Un détail ancre tout le projet. En 2004, un cinéma clandestin a été découvert sous le Trocadéro, à deux pas du Palais, surnommé « les arènes de Chaillot ». Pauline Curnier Jardin s’en est emparé pour créer une nouvelle installation vidéo. Le lieu résonne avec tout son travail : espaces liminaires, pratiques dissidentes, récits qui échappent aux normes.

On retrouvera dans le parcours Fat to Ashes (2021), structure monumentale du Hamburger Bahnhof, édifice de tissu aux drapés roses et rouges où le spectateur pénétrait pour découvrir une projection hallucinée. Il Paravento (2024), jonché de silhouettes bleues couronnées d’or a été réalisé en collaboration avec la Feel Good Cooperative, collectif créatif-activiste composé de travailleuses de l’art et du sexe cofondé à Rome pendant la pandémie. Hot Flashes Flowers (2023), montré pour la première fois au au Centraal Museum d’Utrecht, est un jardin de roses surdimensionnées où le kitsch le dispute au rituel.
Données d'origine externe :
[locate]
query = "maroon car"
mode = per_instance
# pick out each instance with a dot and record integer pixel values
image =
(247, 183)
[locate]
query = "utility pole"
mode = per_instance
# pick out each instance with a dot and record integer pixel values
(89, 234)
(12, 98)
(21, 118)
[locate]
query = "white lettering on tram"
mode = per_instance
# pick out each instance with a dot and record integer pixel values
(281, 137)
Fictions, documentaires et cérémonies se combinent dans cette expo sans réelle hiérarchie. Les corps féminins oscillent entre sacralisation et stigmatisation, affirmant une puissance désirante loin de toute passivité.

Daria de Beauvais, la commissaire de l’expo, a composé un parcours qui tient de l’initiation autant que de la déambulation.

L’exposition voyagera au Museo Nacional Centro de Arte Reina Sofía à l’automne 2027, et une première monographie est annoncée pour 2026. Avec cette expo, Pauline Curnier Jardin, née à Marseille en 1980, passée par la Villa Médicis et la Rijksakademie, lauréate du Preis der Nationalgalerie à Berlin, change de dimension.

Cheryl Marie Wade, en mars 2000. Réalisatrice : Diane Maroger. Crédit photo : Sylvia Calle

La reine-mère des noueux

En Galerie Wilson, Lucie Camous et Étienne Chosson, deux curateurs venus des Crip & Critical Disability Studies, présentent « Cheryl Marie Wade-La dernière performance de la reine-mère des noueux ». Le point de départ  sont les rushes d’un documentaire tourné en 2000 par la réalisatrice Diane Maroger pour France 3, abandonné par la production, et jamais monté.

Cheryl Marie Wade appartient à une scène d’artistes handicapés qui émerge à Berkeley à la fin des années 1970. Handicapée depuis l’adolescence, survivante d’inceste, elle a construit une œuvre mêlant poèmes, one-woman-shows et chansons, d’abord lus dans des groupes de paroles de femmes, interprétés en public, puis diffusés sur VHS à mesure que sa santé déclinait. Ses textes détachent le handicap du discours médical pour en faire une expérience sensible du monde. La réappropriation de l’insulte « cripple » en « crip » lui revient en partie.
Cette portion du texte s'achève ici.